Australian-born Melany Markham from the Norwegian Refugee Council (NRC) has just visited the war-ravaged Iraqi city of Mosul, which was liberated earlier this month.
"I heard many harrowing stories, with one man with six daughters telling me he had just managed to flee the day before their home was flattened from bombing during the conflict with the Islamic State group," she said.
"He was in tears because he has six children to support and he was so worried about the future."
The NRC, along with many other aid agencies including Iraqi ones, is now trying to help civilians returning to the ravaged city.
"I was there with my organisation distributing cash to those who had lost everything," Ms Markham said.
"We have been trying to reconstruct a water pipe for the last three months but security issues still keep affecting our efforts.
"A million people have fled from West Mosul. We think the displacement could last months, if not years.
"Since February, the NRC has been distributing building supplies to people to help them rebuild their homes."
Australia assists warzone with $110 million
The United Nations estimates it will cost $US1 billion ($1.25 billion) to restore infrastructure in Mosul.
Earlier this year, the Australian Government issued a statement which said special funding would be allocated to Mosul.
"In recognition of the ongoing situation in Iraq, on 25 April 2017 the Prime Minister announced that Australia would contribute a further $110 million through international organisations for continued humanitarian assistance and increased stabilisation support in Iraq," the Department of Foreign Affairs statement read.
"This $110 million will bring Australia's humanitarian assistance to Iraq to more than $180 million since 2014. The long-term stability of a post war Iraq relies upon reconciliation.
"The new funding includes $10 million to meet immediate humanitarian needs arising from the Mosul operation."
International community should commit to recovery
Ms Markham said rebuilding must be inclusive of all faiths in Mosul, especially following the sectarian violence during the conflict.
"The conflict has created a lot of division.
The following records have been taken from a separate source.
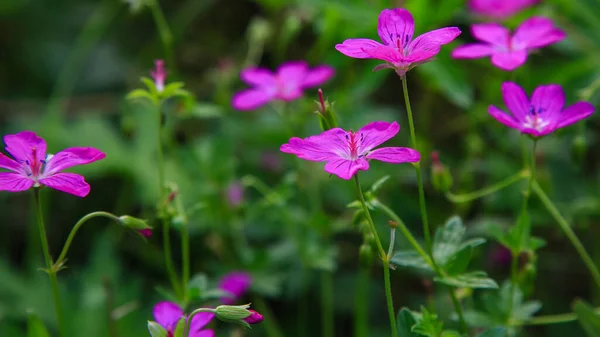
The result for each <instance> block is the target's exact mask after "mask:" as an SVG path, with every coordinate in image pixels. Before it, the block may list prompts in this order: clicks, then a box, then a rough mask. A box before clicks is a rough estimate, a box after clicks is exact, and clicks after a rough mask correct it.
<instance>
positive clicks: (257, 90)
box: [231, 61, 334, 110]
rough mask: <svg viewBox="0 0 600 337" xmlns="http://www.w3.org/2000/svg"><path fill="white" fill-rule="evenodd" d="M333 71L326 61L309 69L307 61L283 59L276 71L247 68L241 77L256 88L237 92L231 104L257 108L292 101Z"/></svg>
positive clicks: (333, 72)
mask: <svg viewBox="0 0 600 337" xmlns="http://www.w3.org/2000/svg"><path fill="white" fill-rule="evenodd" d="M333 73H334V70H333V68H332V67H330V66H327V65H322V66H318V67H315V68H314V69H309V67H308V64H307V63H306V62H304V61H293V62H287V63H284V64H282V65H281V66H279V68H278V69H277V73H273V72H272V71H270V70H269V69H266V68H248V69H245V70H243V71H242V72H241V74H240V77H241V78H242V80H243V81H244V82H246V83H248V84H249V85H251V86H253V88H251V89H247V90H243V91H240V92H238V93H237V94H235V95H234V96H233V99H232V101H231V104H232V105H233V107H234V108H235V109H237V110H254V109H257V108H259V107H261V106H263V105H265V104H267V103H269V102H271V101H273V100H282V101H293V100H295V99H298V98H300V97H301V96H302V93H303V90H304V89H307V88H310V87H315V86H318V85H321V84H323V83H325V82H326V81H327V80H328V79H330V78H331V77H332V76H333Z"/></svg>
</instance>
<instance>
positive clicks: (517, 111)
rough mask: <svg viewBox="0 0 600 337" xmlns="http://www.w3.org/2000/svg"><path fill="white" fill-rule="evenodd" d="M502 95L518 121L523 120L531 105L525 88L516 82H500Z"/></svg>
mask: <svg viewBox="0 0 600 337" xmlns="http://www.w3.org/2000/svg"><path fill="white" fill-rule="evenodd" d="M502 97H503V98H504V103H505V104H506V106H507V107H508V110H510V112H512V114H513V116H515V118H516V119H517V120H519V121H524V120H525V116H527V115H528V114H529V108H530V106H531V104H529V99H528V98H527V93H526V92H525V90H523V88H521V87H520V86H519V85H517V84H516V83H513V82H504V83H502Z"/></svg>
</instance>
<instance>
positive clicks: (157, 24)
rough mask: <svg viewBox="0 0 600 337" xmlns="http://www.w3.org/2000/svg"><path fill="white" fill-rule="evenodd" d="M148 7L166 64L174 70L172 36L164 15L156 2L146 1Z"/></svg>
mask: <svg viewBox="0 0 600 337" xmlns="http://www.w3.org/2000/svg"><path fill="white" fill-rule="evenodd" d="M148 6H149V7H150V11H152V17H153V18H154V22H155V23H156V28H157V29H158V34H159V35H160V40H161V42H162V44H163V48H164V51H165V58H166V59H167V64H168V65H169V66H170V67H171V69H176V68H177V66H176V64H175V58H174V57H173V55H174V54H173V34H172V33H171V29H170V28H169V24H168V23H167V19H165V15H164V14H163V12H162V10H161V8H160V5H159V4H158V0H150V1H148Z"/></svg>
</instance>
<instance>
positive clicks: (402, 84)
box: [401, 74, 431, 254]
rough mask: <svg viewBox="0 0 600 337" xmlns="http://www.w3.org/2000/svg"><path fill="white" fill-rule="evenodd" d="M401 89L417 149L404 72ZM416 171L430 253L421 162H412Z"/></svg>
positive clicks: (410, 108)
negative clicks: (402, 94) (401, 87)
mask: <svg viewBox="0 0 600 337" xmlns="http://www.w3.org/2000/svg"><path fill="white" fill-rule="evenodd" d="M401 78H402V91H403V92H404V103H405V104H406V114H407V115H408V126H409V128H410V140H411V143H412V147H413V148H414V149H415V150H418V149H417V136H416V135H415V125H414V123H413V118H412V108H411V106H410V98H409V96H408V86H407V84H406V74H404V75H402V77H401ZM414 167H415V171H416V172H417V183H418V185H419V206H420V208H421V220H422V222H423V235H424V237H425V247H426V248H427V252H428V253H430V254H431V234H430V233H429V220H428V219H427V206H426V205H425V189H424V188H423V176H422V175H421V163H420V162H418V163H415V164H414Z"/></svg>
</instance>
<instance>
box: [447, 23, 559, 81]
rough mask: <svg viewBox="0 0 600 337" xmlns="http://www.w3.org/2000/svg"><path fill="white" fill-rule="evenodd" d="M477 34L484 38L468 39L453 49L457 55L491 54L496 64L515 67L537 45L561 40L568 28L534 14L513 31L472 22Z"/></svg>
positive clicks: (478, 37) (489, 24)
mask: <svg viewBox="0 0 600 337" xmlns="http://www.w3.org/2000/svg"><path fill="white" fill-rule="evenodd" d="M471 33H472V34H473V36H474V37H475V38H476V39H477V40H480V41H482V42H478V43H467V44H465V45H462V46H460V47H458V48H456V49H454V51H452V57H454V58H466V59H474V58H481V57H487V56H491V59H492V64H493V65H495V66H496V67H498V68H500V69H503V70H507V71H511V70H514V69H517V68H518V67H520V66H522V65H523V64H524V63H525V61H526V60H527V53H528V52H529V51H530V50H532V49H536V48H541V47H545V46H548V45H550V44H553V43H556V42H559V41H561V40H563V39H564V38H565V37H566V34H565V32H563V31H562V30H560V29H559V28H556V27H555V26H554V23H553V22H552V20H550V19H547V18H542V17H532V18H530V19H528V20H526V21H524V22H523V23H521V24H520V25H519V27H517V29H516V30H515V32H514V34H513V35H512V36H511V34H510V31H509V30H508V29H507V28H505V27H503V26H502V25H500V24H497V23H481V24H475V25H472V26H471Z"/></svg>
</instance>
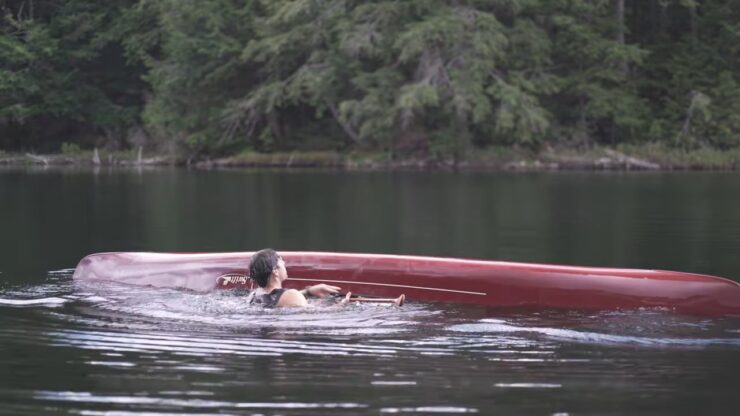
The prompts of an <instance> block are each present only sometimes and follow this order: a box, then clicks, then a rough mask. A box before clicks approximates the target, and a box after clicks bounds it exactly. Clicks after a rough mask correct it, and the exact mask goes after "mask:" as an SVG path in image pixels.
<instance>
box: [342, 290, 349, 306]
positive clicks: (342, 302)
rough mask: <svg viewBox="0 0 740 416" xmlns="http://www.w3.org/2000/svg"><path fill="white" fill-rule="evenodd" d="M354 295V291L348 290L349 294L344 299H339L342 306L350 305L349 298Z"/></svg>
mask: <svg viewBox="0 0 740 416" xmlns="http://www.w3.org/2000/svg"><path fill="white" fill-rule="evenodd" d="M351 297H352V292H347V295H346V296H344V299H342V300H340V301H339V304H340V305H341V306H344V305H349V299H350V298H351Z"/></svg>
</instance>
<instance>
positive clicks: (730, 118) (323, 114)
mask: <svg viewBox="0 0 740 416" xmlns="http://www.w3.org/2000/svg"><path fill="white" fill-rule="evenodd" d="M733 5H734V6H735V7H732V6H733ZM0 13H1V14H2V21H1V23H0V27H1V28H2V32H0V61H1V62H2V67H1V68H0V149H2V150H4V151H6V152H15V153H57V152H59V153H67V154H70V153H75V152H85V151H92V149H102V150H105V151H110V152H114V151H118V152H121V151H124V152H125V151H129V150H131V149H134V150H132V151H135V149H139V148H143V149H146V151H147V152H149V153H152V154H178V155H180V157H181V158H183V159H187V160H203V159H208V158H217V157H227V156H233V155H239V154H252V153H278V154H285V153H287V152H291V153H295V152H298V153H300V152H306V153H308V152H312V151H323V152H335V153H339V154H342V153H351V152H360V153H361V152H370V153H373V152H374V153H377V154H383V155H387V156H388V158H389V159H391V160H403V159H405V158H410V159H424V160H439V161H445V163H447V162H450V163H453V164H457V163H458V162H459V161H469V160H475V159H476V155H480V154H485V152H486V151H487V149H491V148H502V147H503V148H513V149H525V150H526V151H533V152H540V153H541V152H542V151H543V149H549V148H559V149H576V150H578V149H591V148H600V147H612V148H620V146H621V147H625V146H627V147H629V146H638V147H639V146H643V147H646V146H647V147H650V146H658V147H659V148H664V149H677V151H683V152H690V151H712V152H737V150H738V148H740V7H737V4H736V1H728V0H708V1H696V0H633V1H628V0H606V1H602V0H594V1H586V0H552V1H547V0H491V1H472V0H471V1H463V0H459V1H443V0H407V1H350V0H293V1H288V0H279V1H278V0H275V1H231V0H203V1H183V0H156V1H155V0H111V1H106V2H97V1H83V0H67V1H51V0H49V1H42V0H22V1H21V0H10V1H5V2H3V3H2V6H0Z"/></svg>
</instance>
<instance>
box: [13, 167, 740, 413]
mask: <svg viewBox="0 0 740 416" xmlns="http://www.w3.org/2000/svg"><path fill="white" fill-rule="evenodd" d="M268 246H269V247H273V248H276V249H278V250H316V251H321V250H326V251H348V252H371V253H398V254H421V255H433V256H452V257H468V258H483V259H495V260H513V261H526V262H547V263H560V264H579V265H593V266H619V267H640V268H659V269H670V270H680V271H689V272H698V273H708V274H715V275H720V276H724V277H728V278H731V279H734V280H740V256H738V253H740V174H736V173H610V174H601V173H532V174H522V173H519V174H509V173H457V174H455V173H346V172H316V171H309V172H306V171H295V172H265V171H249V170H232V171H207V172H201V171H187V170H181V169H154V170H111V171H109V170H105V169H103V170H99V171H91V170H77V169H70V170H38V169H32V170H18V169H15V170H0V414H8V415H38V414H79V415H143V414H146V415H171V414H192V415H206V414H208V415H210V414H219V415H222V414H239V415H242V414H255V415H257V414H259V415H304V414H315V415H328V414H331V415H357V414H361V415H364V414H372V415H378V414H440V415H442V414H460V413H477V414H517V415H518V414H540V415H542V414H544V415H555V414H558V415H565V414H570V415H575V414H651V415H652V414H670V415H673V414H687V415H689V414H691V415H694V414H700V413H701V414H734V413H735V411H736V409H737V406H738V405H740V396H739V395H738V386H740V319H736V318H701V317H693V316H686V315H679V314H674V313H671V312H669V311H661V310H641V311H603V312H582V311H551V310H541V311H537V310H499V311H491V310H485V309H482V308H476V307H463V306H453V305H442V304H425V303H419V302H414V300H413V299H410V302H409V303H408V304H407V305H406V306H404V307H403V308H400V309H397V308H390V307H385V306H373V305H353V306H351V307H348V308H331V307H329V308H327V307H319V308H316V309H313V310H302V311H263V310H255V309H253V308H251V307H248V306H246V305H244V303H243V297H242V296H241V295H239V294H234V293H223V292H222V293H212V294H197V293H191V292H186V291H176V290H155V289H151V288H145V287H128V286H121V285H116V284H108V283H106V284H100V283H97V284H90V283H80V282H75V281H72V279H71V274H72V272H73V268H74V266H75V265H76V263H77V261H79V259H80V258H82V257H83V256H85V255H87V254H89V253H93V252H101V251H143V250H146V251H200V252H209V251H246V250H254V249H259V248H262V247H268ZM288 271H289V272H290V265H288ZM733 409H735V410H733Z"/></svg>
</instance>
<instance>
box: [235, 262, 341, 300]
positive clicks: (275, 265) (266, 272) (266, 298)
mask: <svg viewBox="0 0 740 416" xmlns="http://www.w3.org/2000/svg"><path fill="white" fill-rule="evenodd" d="M249 277H250V278H251V279H252V280H254V281H255V282H256V283H257V285H258V286H259V288H257V289H256V290H255V291H254V292H252V293H251V294H250V295H249V298H248V302H249V303H250V304H255V305H262V306H264V307H267V308H273V307H276V306H277V307H291V306H307V305H308V301H307V300H306V297H319V298H323V297H326V296H330V295H334V294H338V293H339V290H340V288H339V287H337V286H330V285H326V284H323V283H322V284H318V285H313V286H306V288H305V289H303V290H300V291H299V290H295V289H284V288H283V282H284V281H285V280H286V279H287V278H288V271H287V270H286V269H285V261H284V260H283V259H282V258H281V257H280V255H279V254H278V253H276V252H275V250H272V249H269V248H266V249H264V250H260V251H258V252H256V253H254V255H252V258H251V259H250V261H249Z"/></svg>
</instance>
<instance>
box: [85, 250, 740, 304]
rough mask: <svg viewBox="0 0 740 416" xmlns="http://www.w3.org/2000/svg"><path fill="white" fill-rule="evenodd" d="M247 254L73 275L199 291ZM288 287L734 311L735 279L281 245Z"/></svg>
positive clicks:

It has pitched Muslims against Christians, Muslims against Muslims," she said.
"The best thing we can do now is ensure the rebuilding process is inclusive so everyone is treated fairly, everyone is included in that process and that really is the best hope for stopping the conflict and ensuring long term peace and security in Iraq.
"We need to stay around, and continue that unconditional support to all the groups in Iraq affected by this conflict. We have had a lot of support for our work here from all levels of Government.
"Terrorism has its roots in discontent so it's really the job of all of us, the international community and the Iraqis, to help by treating everyone equally and fairly, and committing the resources to the recovery."